Only I can’t. Over the years I’ve become a technical writer. I can report things. I can analyse things. But I cannot make things up.
I think that is because before I can tell an untrue story, I need to tell a true one. Mine. And the bit of mine that is also yours.
And I’m not engaging in some kind of reverse arrogance when I say what that would turn out to be is a misery memoir. Of the worst kind. Where nothing is tragic enough, where nothing is so terrible that you can’t see a way through, but where the author is telling it like its a constant living hell. And that’s not the story I want to tell.
The most fundamental and important relationship I have ever had was with you. Dad died when I was under two years old and I grew up with you, your dad, (my grandad Peter) and her, then later with my stepfather Ken. You died when I was 18, and we never spoke as adults.
There is so much I never said to you and so much I didn’t understand. I want to get to know you again. To have you back by my side. And the best thing I can do is write to you.
A lot happened. A lot of hard stuff, stuff you learn not to talk about. I like to think if my you had lived though that by now, we’d have talked about it. And I’d have understood more. And what’s more I wouldn’t have all this stuff jamming up my head. I know a lot of people tell me they can’t have this sort of conversation with their mothers. And I get that. Its sad and rotten and must be so frustrating. But I know if you were alive these are the conversations we’d have had. You were always pretty cool.
The first thing you might notice is that the years don’t quite work. My chronology is fucked. My life falls into some fairly straightforward temporal spaces – before Dad died – before you married Ken – before John arrived – before you died – after you died – after I married Vincent – before I left Vincent – before she was arrested – before the trial – after the trial.
I struggle to get things in date order and to place them right in the story of my life. That would be another great big block to writing a “misery memoir”. How could I give anything an order if I can’t remember the dates or even years where stuff happened? So for now its just you and me, and its not just misery.
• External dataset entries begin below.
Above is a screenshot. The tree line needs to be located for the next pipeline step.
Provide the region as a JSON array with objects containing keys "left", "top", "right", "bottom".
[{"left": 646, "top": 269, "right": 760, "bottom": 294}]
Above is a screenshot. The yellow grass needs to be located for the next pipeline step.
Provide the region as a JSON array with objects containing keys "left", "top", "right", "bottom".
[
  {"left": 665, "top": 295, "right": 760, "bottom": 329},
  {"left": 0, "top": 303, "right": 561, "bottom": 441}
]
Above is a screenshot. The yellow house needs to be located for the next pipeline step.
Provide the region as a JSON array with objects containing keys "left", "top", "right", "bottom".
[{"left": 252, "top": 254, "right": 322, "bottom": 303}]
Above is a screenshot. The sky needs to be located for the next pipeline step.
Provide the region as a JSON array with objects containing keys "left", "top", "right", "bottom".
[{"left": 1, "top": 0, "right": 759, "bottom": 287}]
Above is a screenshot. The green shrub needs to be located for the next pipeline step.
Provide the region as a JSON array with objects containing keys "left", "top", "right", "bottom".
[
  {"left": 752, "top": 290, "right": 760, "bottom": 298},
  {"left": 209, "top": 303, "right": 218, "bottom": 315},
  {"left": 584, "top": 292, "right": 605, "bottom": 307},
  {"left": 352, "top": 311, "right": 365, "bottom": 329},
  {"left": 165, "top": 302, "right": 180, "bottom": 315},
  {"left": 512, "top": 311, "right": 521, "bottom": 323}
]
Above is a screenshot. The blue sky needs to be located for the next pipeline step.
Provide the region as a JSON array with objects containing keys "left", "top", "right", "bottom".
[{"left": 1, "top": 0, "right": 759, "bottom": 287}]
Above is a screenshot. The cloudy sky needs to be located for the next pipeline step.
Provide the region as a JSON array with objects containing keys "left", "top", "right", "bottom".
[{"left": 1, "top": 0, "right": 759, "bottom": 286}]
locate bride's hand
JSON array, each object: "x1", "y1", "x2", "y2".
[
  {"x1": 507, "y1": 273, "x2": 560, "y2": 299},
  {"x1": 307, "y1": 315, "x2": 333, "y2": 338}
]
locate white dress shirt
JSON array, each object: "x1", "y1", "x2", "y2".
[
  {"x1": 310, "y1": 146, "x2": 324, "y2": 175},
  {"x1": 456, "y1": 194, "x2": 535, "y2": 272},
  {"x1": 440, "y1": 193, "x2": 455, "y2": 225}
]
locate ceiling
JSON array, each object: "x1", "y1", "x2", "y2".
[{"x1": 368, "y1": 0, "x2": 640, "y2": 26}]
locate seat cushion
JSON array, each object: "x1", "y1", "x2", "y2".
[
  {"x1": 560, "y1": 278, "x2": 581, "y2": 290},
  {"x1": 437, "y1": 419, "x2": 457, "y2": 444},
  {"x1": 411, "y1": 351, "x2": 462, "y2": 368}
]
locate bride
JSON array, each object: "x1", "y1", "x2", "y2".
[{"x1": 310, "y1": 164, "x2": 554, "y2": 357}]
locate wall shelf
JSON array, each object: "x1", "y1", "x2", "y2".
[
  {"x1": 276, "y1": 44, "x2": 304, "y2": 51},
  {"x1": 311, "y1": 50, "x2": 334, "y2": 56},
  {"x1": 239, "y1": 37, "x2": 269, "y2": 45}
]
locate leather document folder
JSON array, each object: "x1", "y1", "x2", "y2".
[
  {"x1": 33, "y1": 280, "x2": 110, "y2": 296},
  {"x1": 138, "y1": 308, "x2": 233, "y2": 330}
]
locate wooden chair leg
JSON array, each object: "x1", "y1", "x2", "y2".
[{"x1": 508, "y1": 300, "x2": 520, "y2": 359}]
I think perhaps in time the dates will fall into place. I also think in some ways its less the order as it happened than the order as I recall it that’s important. I also know if I was having these conversations you, you’d know, just as I do, when these things happened – and you wouldn’t get hung up on that.
You’ll also find the tenses slip. They do and I’m inclined not to fix that. Its the nature of memory that some of it is striking, vivid, unbound by time. For me some of this is still happening now, other stuff is under cobwebs behind a memory of the cover of Smash Hits in 1980.
I hope you can bear with me while I go over our life together. I also want to tell you what’s happened since you died, and why perhaps its taken me so long to get back to you.
So pour yourself a whiskey and light a cigarette. I can smell the Max Factor make up on your cheek and hear the silver bangles on your wrists. Lets talk.